Wednesday, November 22, 2017

Race to the Bottom of the Sea

Race to the Bottom of the Sea. Lindsay Eagar. 2017. Candlewick Press. 432 pages. [Source: Review copy]

First sentence: The recipe in Fidelia Quail's observation book was for chum, and at eleven years old, she could recite it by heart.

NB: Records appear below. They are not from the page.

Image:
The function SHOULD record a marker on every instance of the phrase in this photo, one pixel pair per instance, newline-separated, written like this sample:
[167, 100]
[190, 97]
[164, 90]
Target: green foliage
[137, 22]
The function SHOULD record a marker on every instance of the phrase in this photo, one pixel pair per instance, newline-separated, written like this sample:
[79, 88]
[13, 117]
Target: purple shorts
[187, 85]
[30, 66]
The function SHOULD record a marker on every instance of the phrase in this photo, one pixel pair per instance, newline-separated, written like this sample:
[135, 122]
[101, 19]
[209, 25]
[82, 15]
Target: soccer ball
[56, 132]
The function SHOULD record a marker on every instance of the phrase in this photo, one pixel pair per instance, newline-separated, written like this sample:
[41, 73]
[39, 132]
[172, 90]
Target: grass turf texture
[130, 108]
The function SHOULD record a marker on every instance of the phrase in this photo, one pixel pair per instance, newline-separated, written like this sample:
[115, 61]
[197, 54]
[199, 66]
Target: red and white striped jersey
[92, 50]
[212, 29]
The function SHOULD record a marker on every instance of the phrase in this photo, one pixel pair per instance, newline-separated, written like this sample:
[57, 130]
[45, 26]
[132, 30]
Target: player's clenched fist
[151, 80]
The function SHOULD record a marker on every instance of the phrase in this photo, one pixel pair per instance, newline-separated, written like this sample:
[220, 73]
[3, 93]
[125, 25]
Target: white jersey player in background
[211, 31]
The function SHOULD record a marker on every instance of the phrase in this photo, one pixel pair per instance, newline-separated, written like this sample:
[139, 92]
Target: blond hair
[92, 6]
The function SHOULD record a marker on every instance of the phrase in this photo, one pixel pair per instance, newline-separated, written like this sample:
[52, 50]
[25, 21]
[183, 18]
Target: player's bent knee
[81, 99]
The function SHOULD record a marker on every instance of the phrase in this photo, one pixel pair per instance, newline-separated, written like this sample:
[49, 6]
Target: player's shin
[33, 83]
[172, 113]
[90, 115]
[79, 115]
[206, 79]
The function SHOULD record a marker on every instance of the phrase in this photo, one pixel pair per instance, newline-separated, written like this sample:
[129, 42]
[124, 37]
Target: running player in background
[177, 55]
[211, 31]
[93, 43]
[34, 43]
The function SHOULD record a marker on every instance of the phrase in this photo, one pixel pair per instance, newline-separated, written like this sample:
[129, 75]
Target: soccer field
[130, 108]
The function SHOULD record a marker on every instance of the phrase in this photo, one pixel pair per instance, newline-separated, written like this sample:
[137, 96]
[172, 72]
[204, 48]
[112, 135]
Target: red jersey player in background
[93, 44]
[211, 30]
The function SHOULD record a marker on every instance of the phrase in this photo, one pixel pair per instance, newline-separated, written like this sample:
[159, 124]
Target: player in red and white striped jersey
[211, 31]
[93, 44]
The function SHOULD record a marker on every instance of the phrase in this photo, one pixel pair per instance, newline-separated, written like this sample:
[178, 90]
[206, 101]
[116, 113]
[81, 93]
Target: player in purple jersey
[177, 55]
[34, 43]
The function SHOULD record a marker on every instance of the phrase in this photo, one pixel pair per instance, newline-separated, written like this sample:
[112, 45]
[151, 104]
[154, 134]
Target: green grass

Premise/plot: Love orphan stories? Love sharks? Love pirates? Love adventure stories? Love non-traditional narratives that jump back and forth in time? Love unhappy endings? Then have I got a book for you: Lindsay Eagar's Race to the Bottom of the Sea. Fidelia Quail is a clever, inventive eleven year old who is kidnapped by pirates just a few weeks after her parents death. Fun times, right? Merrick the Monstrous is on a mission--a quest. He only has a few weeks to live and he needs help reclaiming his greatest treasure--which is at the bottom of the sea. Can he force Fidelia to help him? Will Fidelia figure out how to make her water-eater work so she can breathe under water and dive to the bottom of the sea?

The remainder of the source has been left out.